As for the rest of the poultry producers on the Shore, they make do without advertising, making their main pitch to smaller chains and grocery stores, as well as to the institutional and fast-food markets. But even those that ignore television and radio advertising acknowledge the shifting nature of the chicken business has made concentrating on marketing relatively more lucrative and important.
"Most companies realize that while you can save tenths of a cent per pound in costs, you can make halves and even pennies on the marketing side," said Norbert Hackett, president of Mountaire Corp. in Selbyville, Del.
In the chicken business, executives say, this means catering to customer demand for convenience -- both on the wholesale and retail level. Delmarva companies have begun to make a greater effort to develop what is known in the trade as pre-packaged chicken, a market into which many other production areas already have moved.

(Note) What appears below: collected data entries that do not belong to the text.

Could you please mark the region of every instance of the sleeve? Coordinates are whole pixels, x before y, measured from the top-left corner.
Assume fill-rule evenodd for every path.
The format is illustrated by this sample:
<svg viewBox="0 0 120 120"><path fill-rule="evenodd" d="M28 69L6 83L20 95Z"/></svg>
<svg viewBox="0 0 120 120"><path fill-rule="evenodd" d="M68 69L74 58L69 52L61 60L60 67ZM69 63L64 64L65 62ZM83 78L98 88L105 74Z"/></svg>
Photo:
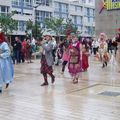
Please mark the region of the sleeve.
<svg viewBox="0 0 120 120"><path fill-rule="evenodd" d="M52 43L48 43L48 44L43 44L42 45L43 49L46 51L46 52L49 52L53 49L53 45Z"/></svg>
<svg viewBox="0 0 120 120"><path fill-rule="evenodd" d="M2 51L3 51L3 53L0 54L0 57L2 57L3 59L10 56L10 48L7 43L4 43Z"/></svg>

Whereas companies used to ship most of their chickens out whole and packed in ice, they are increasingly cutting the birds into parts, arranging them in trays and sealing the trays at the plant. In 1983, more than a quarter of all broilers in the country were marketed in pre-pack form, compared with 13 percent in 1970, according to figures compiled by Broiler Industry.
The reason for the change is simple -- supermarkets like the convenience. As Perdue's Mabe said, "There's no way a chain can wrap chickens as economically as we can wrap them, because of our labor costs per hour and because of our efficiencies in the plant."
Perdue is making a strong move into pre-packaging chicken. Last year it converted a plant in Lewiston, N. C., to produce pre-pack, and this year it is similarly converting a plant in Accomac, Va. Mountaire and Cargill also report they will be making changes at their facilities to accommodate more pre-packaging, while Holly Farms was one of the first into the field.
Further processing is just one more step along the convenience road. With more Americans reported eating chicken, largely because of its relative health benefits, chicken executives say the notion is a sure-fire marketing idea. "The housewife today is one that's usually employed or working, and does not have the time to physically cook a chicken," says Con Agra's Danzig. "She wants it ready to prepare for her meal."